Last week I talked about the interplay between hype and perfection. I said “I worry that as writers we sometimes hype our own very good ideas up in our minds so that when we start writing the work never lives up to the internal hype we’ve given the idea!” In other words, the work we produce isn’t as perfect as we’d thought it would be when we started.
Of course, no work is ever perfect. Plato talked about how a chair, no matter how beautifully constructed, is never perfect. He said it never compares to the perfect ‘chairness’ if you will, in the sky. His point being the idea of the perfect chair could never be fully realized with the tools and materials we have to work with in our Earth-bound existence.
Early in my career—I had written just two screenplays at that point—I had lunch with the great producer David Heyman. This was long before he produced the Harry Potter movies. He’s an incredibly smart guy and he was full of wisdom. But one thing he said I just didn’t buy, “Not everything you write will be perfect, you know.”
He said this having read my two film scripts—both of which he liked very much or believe me, my agents wouldn’t have had any luck getting him to have lunch with me!

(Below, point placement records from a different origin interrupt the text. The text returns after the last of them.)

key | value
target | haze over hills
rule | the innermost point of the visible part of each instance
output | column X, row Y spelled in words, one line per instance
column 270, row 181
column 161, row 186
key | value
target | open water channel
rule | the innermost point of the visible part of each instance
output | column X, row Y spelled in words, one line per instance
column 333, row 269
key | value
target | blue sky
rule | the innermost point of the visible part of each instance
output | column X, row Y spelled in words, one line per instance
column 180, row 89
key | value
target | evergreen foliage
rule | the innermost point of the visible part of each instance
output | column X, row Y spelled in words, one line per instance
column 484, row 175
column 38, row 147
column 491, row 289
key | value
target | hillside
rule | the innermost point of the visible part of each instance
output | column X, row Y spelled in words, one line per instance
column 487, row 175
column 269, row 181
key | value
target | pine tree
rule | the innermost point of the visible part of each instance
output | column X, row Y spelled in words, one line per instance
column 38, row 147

So I just didn’t see how he could say that. Was there something in one of the scripts he hadn’t liked and he was just too polite to say so? I just didn’t get it.
It took years before I got it.
When I was just starting 20 years ago, I couldn’t imagine writing anything that wasn’t wonderful. After all, I wouldn’t show it to anyone until I had gone over and over it and made sure it was really good. I mean, hadn’t I just written two amazing screenplays? Why would he think that wouldn’t continue? Did he see some flaw in my character or something?
I don’t recall saying much about that comment at the time—although knowing me, I probably argued with him and said I planned only to write good stuff or something inane. But as time has gone by I know how right he was.
Writing means failing. Always. With a scene, with the creation of a character, with a line of dialogue, with a whole script. When a woodworker begins their career, they begin by being an apprentice to a master woodworker—so that they can learn the craft. They practice and study as they work. And it’s only after lots of practice, lots of work, that they perfect their craft.
Art very often needs time. Time to learn, grow, fully mature. And for a writer, that’s true of everything you write. You can have been writing for a decade and still write a lousy script. Nobody’s perfect.
I was on a screenwriting panel once with Michael Arndt [Little Miss Sunshine, Toy Story 3, Star Wars: The Force Awakens] who talked about his success after winning the Academy Award for Best Original Screenplay for Little Miss Sunshine. Before that screenplay took off, he’d written 9 others. His agents said, “let us see ‘em—we can sell them all.” And to Arndt’s credit he didn’t—knowing that he wasn’t a good enough writer when he wrote those and his work going forward would be better.
So realize that you may have to go through years of writing less than perfect scripts before you get to the point of producing one that’s good enough to sell. I found out David Heyman was right—not everything I write will be perfect, and I can live with that, but it doesn’t stop me, each time, from aiming for that perfection!